Begründet der Insolvenzverwalter etwa nicht erfüllbare Abfindungsansprüche durch den Abschluss gerichtlicher Vergleiche oder Sozialpläne, haftet er im Übrigen nur auf das so genannte negative Interesse, den so genannten Vertrauensschaden. Der Arbeitnehmer wäre durch den Insolvenzverwalter so zu stellen, als ob er keine Pflichtverletzung begangen hätte. Hätte sich der Insolvenzverwalter aber pflichtgemäß verhalten, hätte er dem Arbeitnehmer wegen nicht ausreichender Masse überhaupt keine oder eine geringere Abfindung zugesagt. In beiden Fällen hätte sich durch die Pflichtverletzung des Insolvenzverwalters die Vermögenslage des Arbeitnehmers nicht verschlechtert, sondern verbessert oder wäre jedenfalls unverändert geblieben.

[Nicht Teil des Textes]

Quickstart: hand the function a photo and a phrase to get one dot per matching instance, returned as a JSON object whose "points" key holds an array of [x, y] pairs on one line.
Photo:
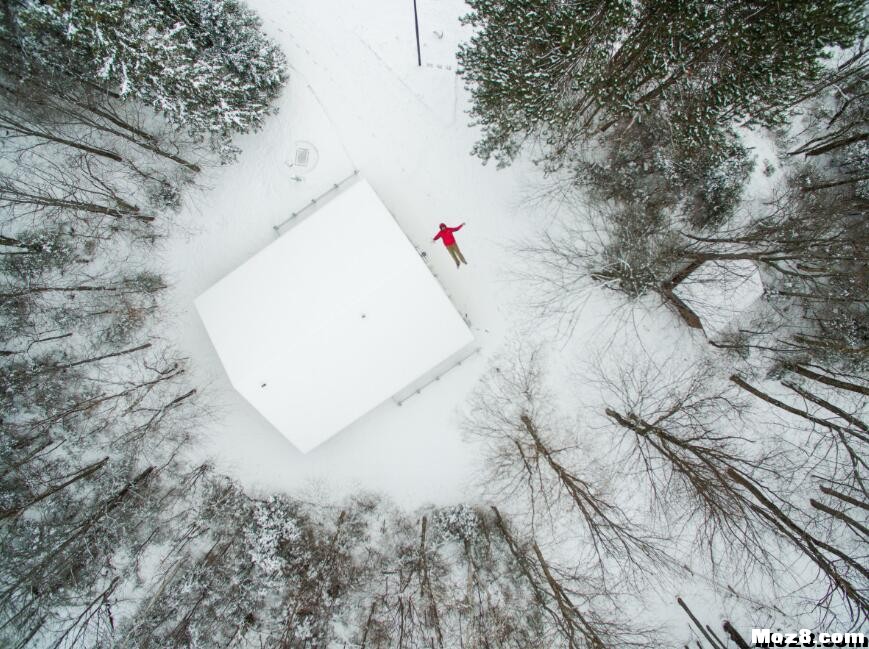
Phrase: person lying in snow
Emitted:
{"points": [[446, 235]]}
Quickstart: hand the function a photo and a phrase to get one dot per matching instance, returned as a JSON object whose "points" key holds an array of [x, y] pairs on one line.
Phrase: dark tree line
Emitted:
{"points": [[100, 135]]}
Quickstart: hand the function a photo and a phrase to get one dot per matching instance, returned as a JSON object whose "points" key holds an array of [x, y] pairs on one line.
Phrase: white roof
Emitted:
{"points": [[331, 320], [718, 291]]}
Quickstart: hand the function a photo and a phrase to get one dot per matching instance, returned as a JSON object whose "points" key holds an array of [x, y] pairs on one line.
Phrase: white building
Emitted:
{"points": [[332, 319]]}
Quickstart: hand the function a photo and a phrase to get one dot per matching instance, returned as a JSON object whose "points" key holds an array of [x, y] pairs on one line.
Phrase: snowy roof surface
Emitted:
{"points": [[331, 320], [718, 291]]}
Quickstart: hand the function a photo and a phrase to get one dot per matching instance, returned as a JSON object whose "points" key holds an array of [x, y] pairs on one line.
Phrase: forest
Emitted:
{"points": [[743, 471]]}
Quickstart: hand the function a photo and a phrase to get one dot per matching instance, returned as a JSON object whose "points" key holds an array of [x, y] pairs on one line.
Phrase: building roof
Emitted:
{"points": [[331, 320]]}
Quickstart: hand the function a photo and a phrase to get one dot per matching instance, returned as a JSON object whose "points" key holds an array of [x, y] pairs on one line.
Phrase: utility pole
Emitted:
{"points": [[416, 27]]}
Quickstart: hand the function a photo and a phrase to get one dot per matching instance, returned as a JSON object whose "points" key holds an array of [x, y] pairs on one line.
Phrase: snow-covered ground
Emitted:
{"points": [[358, 100]]}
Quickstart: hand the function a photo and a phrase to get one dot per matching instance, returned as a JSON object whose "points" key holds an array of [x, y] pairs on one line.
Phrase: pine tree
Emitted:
{"points": [[204, 65], [560, 72]]}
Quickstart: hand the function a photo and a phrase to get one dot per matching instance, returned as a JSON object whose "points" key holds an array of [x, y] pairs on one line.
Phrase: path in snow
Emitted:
{"points": [[357, 95]]}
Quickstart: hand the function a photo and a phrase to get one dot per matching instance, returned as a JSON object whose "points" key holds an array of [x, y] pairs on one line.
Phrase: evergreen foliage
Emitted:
{"points": [[560, 71], [203, 64]]}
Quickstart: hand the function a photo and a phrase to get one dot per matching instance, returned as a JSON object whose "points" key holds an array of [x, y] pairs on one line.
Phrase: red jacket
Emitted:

Die persönliche Haftung des Insolvenzverwalters gegenüber Arbeitnehmern § 60 InsO ist wenig praxisrelevant. Die Verletzung insolvenzspezifischer Pflichten durch den Insolvenzverwalter selbst ist durch den Arbeitnehmer kaum zu begründen. Für derartige Pflichtverletzungen durch Hilfspersonen haftet der Insolvenzverwalter nicht nach der allgemeinen Bestimmung des § 278 BGB, sondern lediglich für deren Überwachung und bei Entscheidungen von besonderer Bedeutung, § 60 Abs. 2 InsO.